New Details In Murder Of Southern Kentucky Mother-To-Be

Lex18.com

April 14, 2011

Her family says 21 year old Jamie Stice was expecting a baby boy in just 40 days. Yesterday, staff at Bowling Green Medical Center reported a suspicious birth. That led to the sad discovery of Stice's body in a field outside Bowling Green, and to a murder and kidnapping charge for another southern Kentucky woman.

"She was a wonderful girl with a very sweet spirit about her," said Stice's aunt, Nancy Logsdon. She had planned a baby shower for this coming Saturday.

"The baby was named Isaiah and she was actually due, I think she put on Facebook she was due in about 40 days," she said.

Then came a tip of a suspicious birth from staff at the Bowling Green Medical Center. It led Kentucky State Police to a wooded area just outside Bowling green. Next came the arrest of 33 year old Kathy Michelle Coy, now charged with murder and kidnapping of a minor. Stice's friend Ashley Reeder says the two women were friends. She says Kathy had stolen someone else's sonogram picture, claiming she was pregnant.

"She was desperate to prove to everybody that she was pregnant, and I guess nobody believed her because she was telling everybody, oh I'm pregnant, I'm pregnant, I'm pregnant. So I think she did this to show everybody that she was gonna have the baby when it really wasn't her baby," Reeder said.

The atrocity has prompted an outpouring of grief from Stice's friends and family on Facebook. Reeder started a page in her memory.

"I shouldn't be making memorial pages for people who are so young," Reeder said. "She was very outgoing, very loving, always smiling."

It's a virtual place that Reeder hopes will serve as a reminder for a little boy who never got to know his mom.

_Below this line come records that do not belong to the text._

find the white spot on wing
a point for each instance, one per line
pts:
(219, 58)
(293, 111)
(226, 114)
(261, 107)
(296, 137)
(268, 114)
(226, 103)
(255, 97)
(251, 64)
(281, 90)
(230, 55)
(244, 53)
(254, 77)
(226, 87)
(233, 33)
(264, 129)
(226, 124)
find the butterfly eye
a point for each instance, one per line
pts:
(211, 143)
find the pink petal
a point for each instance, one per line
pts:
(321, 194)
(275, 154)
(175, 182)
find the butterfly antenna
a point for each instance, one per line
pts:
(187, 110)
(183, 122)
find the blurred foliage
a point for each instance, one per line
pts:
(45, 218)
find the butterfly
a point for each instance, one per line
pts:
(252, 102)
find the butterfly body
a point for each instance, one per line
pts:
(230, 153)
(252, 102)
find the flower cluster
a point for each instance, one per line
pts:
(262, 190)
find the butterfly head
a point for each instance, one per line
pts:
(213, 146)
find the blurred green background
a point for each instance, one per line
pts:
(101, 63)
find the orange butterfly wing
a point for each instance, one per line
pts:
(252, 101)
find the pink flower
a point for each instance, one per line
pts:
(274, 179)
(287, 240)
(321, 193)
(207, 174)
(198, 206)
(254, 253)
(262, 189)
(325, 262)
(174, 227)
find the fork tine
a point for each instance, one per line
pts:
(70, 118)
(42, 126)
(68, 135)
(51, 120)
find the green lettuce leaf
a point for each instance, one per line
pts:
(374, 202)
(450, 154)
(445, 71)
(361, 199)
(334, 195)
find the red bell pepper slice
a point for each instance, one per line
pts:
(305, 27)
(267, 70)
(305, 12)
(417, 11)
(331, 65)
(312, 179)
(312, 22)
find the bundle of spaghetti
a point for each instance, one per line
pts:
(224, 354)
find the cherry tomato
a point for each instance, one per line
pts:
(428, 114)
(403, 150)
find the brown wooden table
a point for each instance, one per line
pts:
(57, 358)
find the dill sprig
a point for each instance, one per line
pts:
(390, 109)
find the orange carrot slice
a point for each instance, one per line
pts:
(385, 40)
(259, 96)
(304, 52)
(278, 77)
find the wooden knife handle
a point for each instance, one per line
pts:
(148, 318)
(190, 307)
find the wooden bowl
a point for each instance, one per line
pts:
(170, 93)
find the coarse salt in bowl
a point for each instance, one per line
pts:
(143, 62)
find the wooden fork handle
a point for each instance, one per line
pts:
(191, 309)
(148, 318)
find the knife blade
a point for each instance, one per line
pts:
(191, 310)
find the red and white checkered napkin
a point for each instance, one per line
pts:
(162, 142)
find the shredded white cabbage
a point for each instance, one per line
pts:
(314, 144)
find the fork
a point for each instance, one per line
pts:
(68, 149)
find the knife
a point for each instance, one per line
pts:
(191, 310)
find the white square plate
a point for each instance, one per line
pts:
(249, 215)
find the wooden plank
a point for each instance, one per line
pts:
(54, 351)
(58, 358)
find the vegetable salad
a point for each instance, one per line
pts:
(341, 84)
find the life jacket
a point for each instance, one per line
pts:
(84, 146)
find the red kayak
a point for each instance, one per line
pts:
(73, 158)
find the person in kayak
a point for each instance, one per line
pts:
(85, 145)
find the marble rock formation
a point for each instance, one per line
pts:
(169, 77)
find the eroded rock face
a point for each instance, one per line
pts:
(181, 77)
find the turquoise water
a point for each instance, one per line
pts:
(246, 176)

"I thought Jamie really needs to be recognized because she left a son behind and he needs to know how his mom was," she said.

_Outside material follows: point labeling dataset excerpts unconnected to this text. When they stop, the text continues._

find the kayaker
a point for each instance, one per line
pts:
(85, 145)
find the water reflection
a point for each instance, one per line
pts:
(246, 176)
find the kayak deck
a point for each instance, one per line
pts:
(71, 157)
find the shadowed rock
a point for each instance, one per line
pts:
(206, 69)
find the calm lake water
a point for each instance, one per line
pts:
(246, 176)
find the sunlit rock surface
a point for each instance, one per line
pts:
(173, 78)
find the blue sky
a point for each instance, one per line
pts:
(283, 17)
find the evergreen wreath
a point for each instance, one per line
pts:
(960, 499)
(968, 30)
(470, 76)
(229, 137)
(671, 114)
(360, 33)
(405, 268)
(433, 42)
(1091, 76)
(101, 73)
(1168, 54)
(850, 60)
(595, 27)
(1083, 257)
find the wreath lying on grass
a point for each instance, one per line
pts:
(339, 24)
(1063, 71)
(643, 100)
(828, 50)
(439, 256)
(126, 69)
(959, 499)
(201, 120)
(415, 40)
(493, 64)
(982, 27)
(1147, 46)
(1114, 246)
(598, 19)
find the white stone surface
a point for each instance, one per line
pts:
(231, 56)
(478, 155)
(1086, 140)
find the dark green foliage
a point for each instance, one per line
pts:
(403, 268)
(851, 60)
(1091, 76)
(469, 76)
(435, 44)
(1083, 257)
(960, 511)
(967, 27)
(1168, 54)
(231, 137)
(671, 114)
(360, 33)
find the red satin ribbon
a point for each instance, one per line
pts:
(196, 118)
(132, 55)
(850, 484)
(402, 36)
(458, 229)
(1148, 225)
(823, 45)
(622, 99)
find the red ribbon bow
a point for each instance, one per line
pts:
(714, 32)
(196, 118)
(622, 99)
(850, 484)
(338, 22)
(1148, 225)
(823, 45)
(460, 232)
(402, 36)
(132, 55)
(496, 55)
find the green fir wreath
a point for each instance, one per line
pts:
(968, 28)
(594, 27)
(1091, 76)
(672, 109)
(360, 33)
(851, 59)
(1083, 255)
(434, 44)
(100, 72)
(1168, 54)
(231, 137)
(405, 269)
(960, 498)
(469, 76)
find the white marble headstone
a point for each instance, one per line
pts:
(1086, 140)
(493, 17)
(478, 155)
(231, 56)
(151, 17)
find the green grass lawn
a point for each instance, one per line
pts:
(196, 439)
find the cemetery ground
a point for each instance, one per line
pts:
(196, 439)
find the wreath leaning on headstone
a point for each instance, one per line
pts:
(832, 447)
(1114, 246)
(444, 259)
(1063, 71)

Police would not comment on the condition of the infant in this case. Kathy Michelle Coy is currently being held without bond in the Warren County Detention Center. If convicted of the crimes she's accused of, she could face the death penalty.

A fund has been set up to help pay for Stice's funeral. If you'd like to help, you can deposit a check made out to the Jamie Stice Fund at the Service One Credit Union in Bowling Green.